A quarter million Queens voters cast their ballots early
/By Rachel Vick
More than a quarter of a million Queens voters braved the lines outside the borough’s 18 polling places to cast their ballots early in the 2020 presidential election.
At times, the lines stretched around blocks and down streets. At others, voters got lucky, sliding in without much of a wait.
Overall, 250,083 people cast their ballots at the early voting sites in Queens, trailing only Brooklyn’s 373,270 for the highest tally among the five boroughs. A total of 1,119,056 cast their ballots during the 10 days of early voting across New York City, according to the Board of Elections.
The early voting total — which doesn’t include mail-in ballots — already constitutes 36 percent of Queens 2016 voter turnout. That year, 691,209 residents cast their ballots in the race between Hillary Clinton and Donald Trump.
Voters across the borough said the stakes were too high to sit out — despite the long lines.
“This is a battle for democracy,” Glendale resident Betty Ann Belaire told the Eagle while she waited with hundreds of people outside a polling place in Middle Village on the second first day of early voting.

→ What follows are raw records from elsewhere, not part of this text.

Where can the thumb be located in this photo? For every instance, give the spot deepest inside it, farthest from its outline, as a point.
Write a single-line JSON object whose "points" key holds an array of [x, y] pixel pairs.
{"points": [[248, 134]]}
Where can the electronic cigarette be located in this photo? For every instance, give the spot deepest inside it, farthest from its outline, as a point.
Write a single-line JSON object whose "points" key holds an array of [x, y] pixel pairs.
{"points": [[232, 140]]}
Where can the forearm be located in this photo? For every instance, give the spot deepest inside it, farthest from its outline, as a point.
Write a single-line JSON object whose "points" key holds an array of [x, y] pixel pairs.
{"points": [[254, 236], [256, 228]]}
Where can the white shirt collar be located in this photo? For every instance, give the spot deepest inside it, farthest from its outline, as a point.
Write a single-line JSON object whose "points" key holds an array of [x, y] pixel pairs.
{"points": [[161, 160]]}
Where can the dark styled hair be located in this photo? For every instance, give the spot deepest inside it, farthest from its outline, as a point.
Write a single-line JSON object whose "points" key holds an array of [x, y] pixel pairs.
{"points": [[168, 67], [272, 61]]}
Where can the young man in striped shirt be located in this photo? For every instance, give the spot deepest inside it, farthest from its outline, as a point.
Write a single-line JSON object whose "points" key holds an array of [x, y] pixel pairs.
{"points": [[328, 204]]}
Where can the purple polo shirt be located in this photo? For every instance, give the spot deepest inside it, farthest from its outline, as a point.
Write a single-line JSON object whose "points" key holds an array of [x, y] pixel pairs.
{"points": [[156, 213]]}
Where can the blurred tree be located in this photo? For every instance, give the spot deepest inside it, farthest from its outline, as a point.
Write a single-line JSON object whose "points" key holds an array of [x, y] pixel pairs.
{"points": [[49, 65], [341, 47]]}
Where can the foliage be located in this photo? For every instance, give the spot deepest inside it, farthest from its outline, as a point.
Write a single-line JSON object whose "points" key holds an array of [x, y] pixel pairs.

Trump’s presence at the top of the ticket turned out several voters, like Luanne Rozran, who waited three hours at an Astoria site in a face shield and a “Grandmas for Biden” shirt.
“We are willing to wait four more hours not to have four more years of what’s going on,” Rozran said.
The 2016 Democratic nominees received more than three times the number of votes of their Republican counterparts from Queens, according to the Board of Elections.
The 2020 early voting total already equals more than half of the turnout for the 2018 gubernatorial election, where 495,188 turned out to re-elect Gov. Andrew Cuomo.